Fui eu, Clícia, quem recebi a ligação. Do outro lado da linha, estava o sobrinho de uma senhora que morava sozinha e foi encontrada morta pelo Instituto Médico Legal, o IML, entre três a cinco dias depois (não se sabe ao certo o dia em que ela faleceu). O rapaz pediu um orçamento porque, além do cheiro de putrefação, a decomposição do corpo deixou marcas no imóvel. Então, fomos eu e o Francesco fazer a vistoria.
Chegamos no endereço indicado. Era um sobradinho em um condomínio fechado, em São Paulo. A casinha era bem pequena mesmo. Quando entramos, imediatamente nos deparamos com um sofá pequeno, que mais parecia uma espécie de namoradeira. A senhorinha tinha falecido ali na sala, naquele sofá. A decomposição do corpo atravessou do sofazinho e o fluído corporal foi para o chão, infiltrando o piso de madeira. E era madeira de lei, legítima!
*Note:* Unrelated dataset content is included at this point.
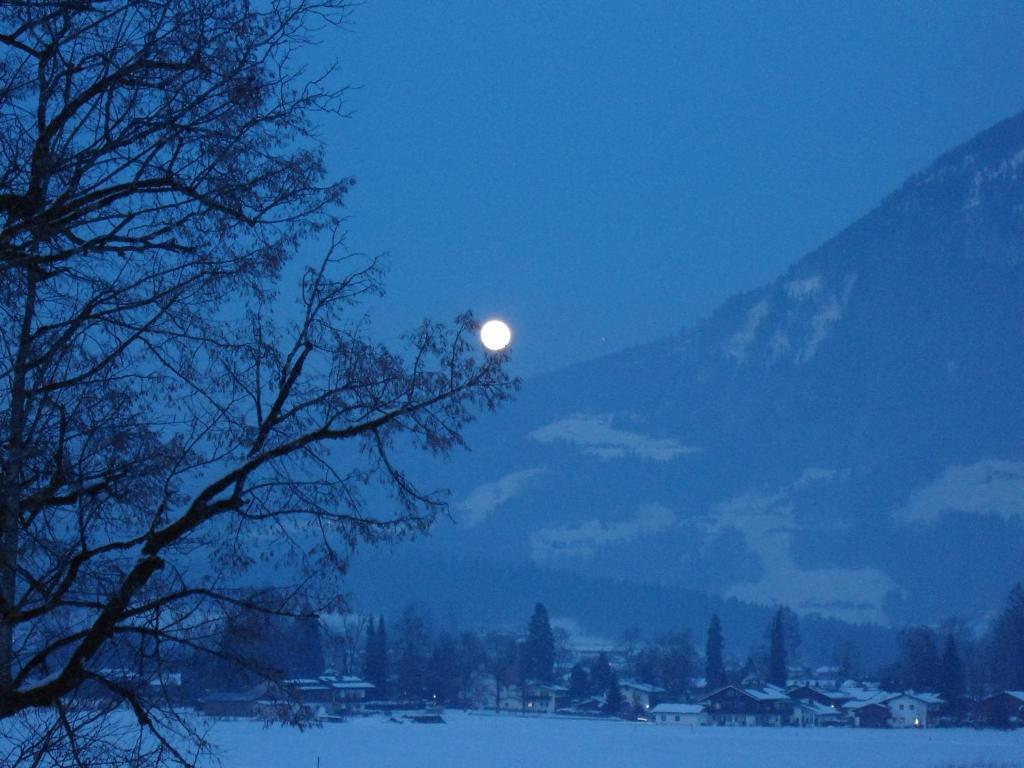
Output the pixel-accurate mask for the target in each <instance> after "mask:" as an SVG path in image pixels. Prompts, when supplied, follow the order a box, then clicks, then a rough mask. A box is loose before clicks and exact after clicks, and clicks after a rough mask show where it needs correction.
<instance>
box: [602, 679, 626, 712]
mask: <svg viewBox="0 0 1024 768" xmlns="http://www.w3.org/2000/svg"><path fill="white" fill-rule="evenodd" d="M604 711H605V713H607V714H608V715H617V714H620V713H621V712H622V711H623V692H622V690H620V688H618V676H617V675H616V674H615V673H614V672H611V673H610V675H609V678H608V687H607V690H605V692H604Z"/></svg>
O sobrinho tinha muitas dúvidas em relação ao nosso serviço: perguntou sobre o risco biológico, sobre o cheiro. E eu expliquei tudo. Disse ao rapaz que a gente ia levar tudo o que estava contaminado para incinerar, como a madeira que é porosa e absorveu o fluído da decomposição e não sai mais. O cheiro não sai mais também. Além disso, ficam todos os microorganismos da decomposição, o que pode ser perigoso para outra pessoa que possa vir a morar no local. Se alguém alugar a casa depois, por exemplo, sem saber o que houve e a madeira permanecer no chão, há a possibilidade de contaminação e o desenvolvimento de doenças. Imagine se uma criança senta para brincar ali e coloca as mãos na boca? Seria super perigoso. Também enfatizei que usamos produtos específicos para a limpeza do lugar. O rapaz ficou de pensar e contratou nosso serviço uma semana depois.
Começamos pela sala. O que fizemos foi remover o piso de madeira e o sofá. O sofá foi cortado em várias partes para incinerar. O interessante desta história é que tudo indica que a senhora morreu rezando, literalmente. Ela tinha uns 70 anos e, segundo o IML, ela faleceu de enfisema pulmonar (embora não fumasse). O sobrinho contou que a tia orava todas as noites, e colocava o cachorro, com quem vivia, na cozinha para que o bichinho não atrapalhasse esse momento de prece.
Na salinha, havia uma cômoda com um espelho em cima. Abri a cômoda para passar desinfetante e vi vários santinhos. Deduzi, então, que ela tirava os santinhos do móvel e orava ali. Ela havia se ajoelhado no sofá para rezar, em frente aos santinhos, e faleceu. Acreditamos nisso porque a decomposição do corpo só aconteceu em uma almofada do sofá. Não foi no sofá inteiro, como se ela estivesse deitada. Só uma parte do sofá estava manchada. A maior parte estava limpa. Quando o Francesco foi tirar o piso, depois de desinfetar, ele viu uns pedaços de pele no chão, de frente para onde a mancha no sofá estava, provavelmente dos joelhos. Ela se ajoelhou no chão, colocou os cotovelos no estofado, foi rezar e partiu.

Além da sala, o sobrinho queria que a gente limpasse a casa inteira, a começar pela cozinha, que ficou virada do avesso porque o cachorro da mulher estava trancado lá. Da cozinha para a sala tinha uma porta de correr. Quando entrei na cozinha não sabia por onde iniciar a faxina. Estava imunda. Além de ter a sujeira do próprio cachorro, como urina e fezes, tinha louça suja na pia, afinal, ninguém pensa “deixa eu arrumar a casa porque vou morrer daqui a pouco e vão entrar aqui”. Por sorte o cão estava vivo e já foi adotado.
Depois de limparmos a casa inteira, retiramos todos os itens pessoais da senhorinha, como shampoo, escova de dente, escova e cabelo...e mandamos para incinerar. Com a casa limpa, colocamos desinfetante hospitalar de desinfecção por meio da pulverização em todos os cômodos para que o produto aderisse em 100% do imóvel. Demoramos em torno de seis horas para fazer o serviço.
Após sair de lá, fiquei pensando se ela teve sorte de morrer rezando. Talvez apenas tenha chegado a hora dela partir.